In emphasizing this historical role in the United States, the Scotch-Irish utilized the list of American presidents of Ulster descent to underscore the longevity of their group in America as well as the authenticity of their ties back to Ireland. Their most celebrated presidential link was Andrew Jackson, who represented the ascent to the pinnacle of American society, showing that the Scotch-Irish were key elements in shaping the direction and character of the country.
The Scotch-Irish Society of America also succeeded in attracting future presidents of the United States to speak at its congresses: William McKinley, Woodrow Wilson, and Herbert Hoover.
In Ireland, unionists drew upon the Scotch-Irish revival to help form an “Ulsterman” identity with the aim of ideologically unifying all Irish Protestants. They celebrated the Scotch-Irish “backwoodsman” and frontier identities, the determination to seek liberty and to stand up for what they believed to be right.
Long lists of American Presidents of “Ulster stock” were also enumerated by unionists.

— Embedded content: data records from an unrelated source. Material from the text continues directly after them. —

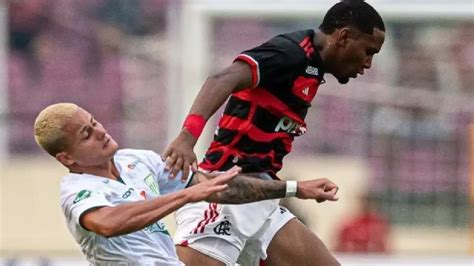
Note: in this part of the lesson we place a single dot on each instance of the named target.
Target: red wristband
(194, 123)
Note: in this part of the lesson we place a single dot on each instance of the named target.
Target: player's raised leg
(192, 257)
(295, 244)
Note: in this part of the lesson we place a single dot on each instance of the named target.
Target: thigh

James Logan, in Ulster in the X-Rays, wrote, “When he emigrates, the Ulsterman, like most Irishmen, ‘makes good,’ and he frequently rises to the highest positions. Almost one half of the great line of Presidents of the United States came of Ulster stock, and McKinley’s old ancestral home may still be seen in the neighbourhood of Dervock, County Antrim. This is a debt America owes to Ulster which is sometimes forgotten.”
Unionists called upon these American “debts” in an attempt to gain international support for their own movement in the face of widespread American support for Irish nationalism.
Of course, many others throughout Irish and Irish-American history may have tended to take an entirely different viewpoint on this subject, as voiced by William V. Shannon in 1963’s The American Irish: “On March 18, 1962, the United Press International distributed a dispatch from Philadelphia headlined, ‘Toast to President Starts Donnybrook,’ which read: ‘The Friendly Sons of St. Patrick were anything but at their annual dinner Saturday night when Sen. Joseph S. Clark (D-Pa), proposed a toast to President John F. Kennedy, the ‘only Irishman ever elected President of the United States.’… In this as in other matters of public controversy, I think Senator Clark is right.”